Milk winked. “These are some of my success stories. Come this way, Mr. Piper, please.”
He led John down an over lit hallway. There were several closed doors. One door was slightly ajar. John caught sight within of a slivered bright light. It nearly blinded him. The magician snapped the door shut nonchalantly, opening another door he ushered John through. The walls and ceiling were roughened by smoke. There was a pit in the center of the wide floor but there weren’t any ashes in it. The room had an acrimonious scent. It reminded John of:
flaming Ford Pintos;
nameless itinerants doused with gasoline in hell’s alleys;
the aisles between the ice-and-morphine beds in the burn ward at St. Anne’s Hospital;
the clothes and curious gloves of George, the chain-smoking, fingerless janitor at Gracy’s Bar;
the breath of the unfortunate fire-eater that the ambulance had to fetch from the carnival during an electric storm one muggy October night;
parts of the body of the killer with John Piper’s face, powder-burned and Cajun blackened.

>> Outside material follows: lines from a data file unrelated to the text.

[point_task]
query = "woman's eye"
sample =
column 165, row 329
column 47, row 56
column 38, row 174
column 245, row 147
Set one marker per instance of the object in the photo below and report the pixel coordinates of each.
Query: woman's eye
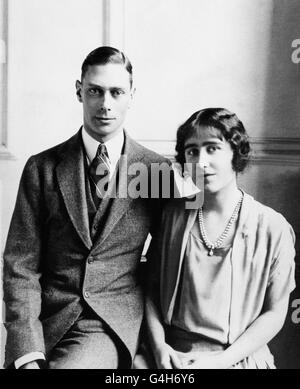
column 211, row 149
column 193, row 152
column 93, row 91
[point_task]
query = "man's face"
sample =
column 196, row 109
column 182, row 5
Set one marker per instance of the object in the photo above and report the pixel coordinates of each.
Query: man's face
column 106, row 95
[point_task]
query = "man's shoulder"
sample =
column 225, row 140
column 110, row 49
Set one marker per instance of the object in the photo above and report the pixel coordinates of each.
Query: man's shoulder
column 54, row 153
column 148, row 154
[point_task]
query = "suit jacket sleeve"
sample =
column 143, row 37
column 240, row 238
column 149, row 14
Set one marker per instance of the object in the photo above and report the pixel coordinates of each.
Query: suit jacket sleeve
column 22, row 269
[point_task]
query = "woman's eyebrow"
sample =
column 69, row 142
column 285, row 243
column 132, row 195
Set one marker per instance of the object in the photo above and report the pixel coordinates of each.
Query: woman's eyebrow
column 206, row 143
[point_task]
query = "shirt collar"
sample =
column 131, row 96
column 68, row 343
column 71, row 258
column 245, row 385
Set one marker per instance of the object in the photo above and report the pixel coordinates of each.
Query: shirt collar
column 114, row 146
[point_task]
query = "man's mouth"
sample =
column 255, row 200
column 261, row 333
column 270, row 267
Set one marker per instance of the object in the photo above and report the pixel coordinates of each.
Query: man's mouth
column 104, row 119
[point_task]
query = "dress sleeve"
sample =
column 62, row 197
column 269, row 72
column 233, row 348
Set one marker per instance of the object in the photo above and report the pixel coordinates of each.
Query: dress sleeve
column 282, row 273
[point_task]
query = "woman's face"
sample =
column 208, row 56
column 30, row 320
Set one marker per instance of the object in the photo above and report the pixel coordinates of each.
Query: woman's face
column 213, row 156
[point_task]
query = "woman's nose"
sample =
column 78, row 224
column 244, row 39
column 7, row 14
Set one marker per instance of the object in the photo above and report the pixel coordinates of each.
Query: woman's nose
column 203, row 162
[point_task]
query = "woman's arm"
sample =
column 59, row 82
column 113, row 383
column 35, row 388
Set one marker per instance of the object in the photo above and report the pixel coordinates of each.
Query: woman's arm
column 165, row 356
column 258, row 334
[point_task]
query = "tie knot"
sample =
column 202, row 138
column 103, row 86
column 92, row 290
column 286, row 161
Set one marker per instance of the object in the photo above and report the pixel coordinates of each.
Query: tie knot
column 102, row 150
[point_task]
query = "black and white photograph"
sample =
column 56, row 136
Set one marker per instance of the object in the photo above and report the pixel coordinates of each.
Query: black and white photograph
column 149, row 187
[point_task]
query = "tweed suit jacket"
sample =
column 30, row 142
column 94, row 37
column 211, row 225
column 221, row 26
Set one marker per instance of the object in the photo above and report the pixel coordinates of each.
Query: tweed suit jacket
column 51, row 264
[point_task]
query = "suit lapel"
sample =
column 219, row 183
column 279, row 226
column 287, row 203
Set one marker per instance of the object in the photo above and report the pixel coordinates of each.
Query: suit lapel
column 118, row 202
column 71, row 180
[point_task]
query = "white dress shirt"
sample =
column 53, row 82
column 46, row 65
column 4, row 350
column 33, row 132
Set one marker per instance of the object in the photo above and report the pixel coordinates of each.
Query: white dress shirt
column 114, row 148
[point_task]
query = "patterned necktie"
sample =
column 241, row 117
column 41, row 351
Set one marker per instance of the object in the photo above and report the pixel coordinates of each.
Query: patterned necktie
column 99, row 174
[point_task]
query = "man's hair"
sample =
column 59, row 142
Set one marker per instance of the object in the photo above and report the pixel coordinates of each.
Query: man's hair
column 231, row 128
column 104, row 55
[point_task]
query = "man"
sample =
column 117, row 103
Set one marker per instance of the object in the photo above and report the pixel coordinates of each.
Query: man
column 71, row 259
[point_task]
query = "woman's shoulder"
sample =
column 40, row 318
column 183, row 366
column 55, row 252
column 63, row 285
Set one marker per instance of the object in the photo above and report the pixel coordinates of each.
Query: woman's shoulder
column 266, row 216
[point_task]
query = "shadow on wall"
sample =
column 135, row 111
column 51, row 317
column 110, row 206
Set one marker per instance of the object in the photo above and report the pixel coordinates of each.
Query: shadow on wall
column 279, row 186
column 281, row 111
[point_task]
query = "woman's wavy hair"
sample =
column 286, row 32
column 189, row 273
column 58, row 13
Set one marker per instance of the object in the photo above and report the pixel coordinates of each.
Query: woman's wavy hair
column 231, row 128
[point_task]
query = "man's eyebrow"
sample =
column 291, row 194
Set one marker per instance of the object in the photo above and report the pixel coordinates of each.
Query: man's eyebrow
column 90, row 84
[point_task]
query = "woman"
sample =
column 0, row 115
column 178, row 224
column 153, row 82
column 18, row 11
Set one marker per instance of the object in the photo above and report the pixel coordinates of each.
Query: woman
column 221, row 274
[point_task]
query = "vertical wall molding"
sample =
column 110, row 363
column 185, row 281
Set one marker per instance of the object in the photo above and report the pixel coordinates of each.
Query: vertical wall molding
column 4, row 14
column 114, row 23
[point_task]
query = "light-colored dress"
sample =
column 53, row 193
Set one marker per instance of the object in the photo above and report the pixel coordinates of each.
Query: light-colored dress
column 207, row 302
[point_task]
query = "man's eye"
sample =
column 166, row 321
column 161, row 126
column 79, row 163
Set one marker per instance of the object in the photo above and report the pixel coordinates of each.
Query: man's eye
column 94, row 91
column 117, row 92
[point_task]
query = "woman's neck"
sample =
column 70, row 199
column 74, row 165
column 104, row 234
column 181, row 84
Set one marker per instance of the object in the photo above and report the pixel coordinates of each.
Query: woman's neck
column 223, row 200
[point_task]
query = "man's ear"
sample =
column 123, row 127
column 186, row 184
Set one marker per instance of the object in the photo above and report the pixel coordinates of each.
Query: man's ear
column 132, row 93
column 78, row 90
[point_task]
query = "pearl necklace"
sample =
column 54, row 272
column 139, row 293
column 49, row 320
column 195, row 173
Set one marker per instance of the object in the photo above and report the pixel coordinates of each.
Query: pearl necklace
column 217, row 244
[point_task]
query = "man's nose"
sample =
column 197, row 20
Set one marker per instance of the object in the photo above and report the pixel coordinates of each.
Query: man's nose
column 106, row 102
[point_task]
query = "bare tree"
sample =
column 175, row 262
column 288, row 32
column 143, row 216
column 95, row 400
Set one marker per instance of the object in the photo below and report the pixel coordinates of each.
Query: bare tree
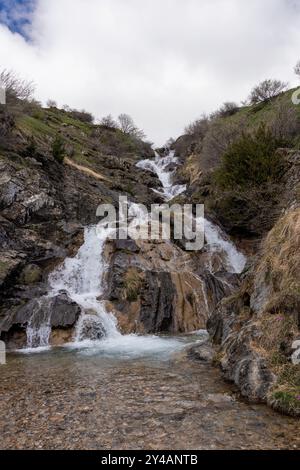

Mr. Milk spoke words, sprinkled a chalk white powder over the pit. The flames of a peculiar luminous fire darted in spectral tongues from it. It didn’t seem tangible as there was no heat. It shimmered the way of bands in the Northern Lights, only in bloody dangerous reds and feral perilous yellows.
“This is Spirit Fire. Do not be afraid. It will not burn you,” Mr. Milk assured him as he placed a firm hand on John’s shoulder.
John wasn’t certain. As a fireman he’d known about third degree roasting. He’d seen bubbling fat run like cheap wax, organs bursting in convection. Th
e kids were wailing around him until he recalled every child he’d ever seen engulfed by fire and beyond reach. That was always the worst part. Not being able to get to them in time. Half the lines in his face had come from those memories.
“What will it do to them?” he asked, suspicious.
“They will no longer be chained to you. They will be free. You will be free.”
“But not in the same way, right? I mean, they’ll be dead and free, but I’ll be alive and free, right?”
Mr. Milk nodded, patiently amused. The silver teddy bear heads glowed with the firelight until they might have been balls of smiling mercury.
The children groaned, their wounds reverberating until the room’s walls hummed with it, shimmering like desert summers.
A line from ‘A Christmas Carol’ came to John out of nowhere.
I wear the chain I forged in life, Marley said to Scrooge.
John hadn’t made this chain himself.
“Perhaps you need some privacy,” Mr. Milk said solicitously, seeing John’s hesitation. “I have work to do. When you have passed through the fire, see yourself out.”
Again no mention of a fee. Was he going to bill John for this? Would it arrive in the mails or would it be delivered by cherub-imps in little white Western Union uniforms?
The magician left the room.
John held his head with his hands over his ears, elbows tucked into his ribs defensively as the kids pulled his sleeves, yanked squalling at his coat. “Kids, it’ll be okay. You heard what he said. You’ll be free. No more boo-boos.”
Be quiet! Leave me alone! Take them all away!
He stepped into the pit, trembling, awaiting the torching pain of the fire. But still he felt no heat. His clothes didn’t smoke; his hair didn’t burst into flame. He didn’t even choke.